Marcel Jouhandeau (July 26, 1888 Guéret – April 7, 1979) was a French writer.

Biography

Born in Guéret, Creuse, France, Marcel Jouhandeau grew up in a world of women presided over by his grandmother. Under the influence of a young woman from the Carmel of Limoges, he embraced a spiritual form of Catholicism and considered entering the orders for a time. However, in 1908 he left for Paris where he studied first at the Lycée Henri-IV, and then at the Sorbonne, where he began to write. In 1912 he became a professor at a school at Passy.
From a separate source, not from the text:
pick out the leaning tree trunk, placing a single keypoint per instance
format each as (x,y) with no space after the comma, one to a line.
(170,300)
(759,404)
In 1914, during a spiritual crisis, he burned his manuscripts. Once the crisis had passed, he turned again to writing. He created Pincegrain, the village chronicles that brought him his first literary success.

During World War I, he was a secretary in his hometown of Guéret. In 1924, he published Pincegrain, a chronicle of the inhabitants of Guéret.

At age 40, he married a dancer, Élisabeth (Elise) Toulemont, known as Caryathis, a friend of Jean Cocteau and Max Jacob. Subsequently, he undertook a work of Christian moralism (De l'abjection).

Jouhandeau and his wife adopted a girl named Céline, who gave birth to Jouhandeau's grandson, Marc. Following Élise's death in 1971, Jouhandeau lived his last days in Rueil-Malmaison with Marc.

In 1938, Jouhandeau published four anti-Semitic articles in a short volume, "Le Péril Juif" (The Jewish Peril). During the Nazi occupation of France, he accepted Goebbels' invitation to visit Germany.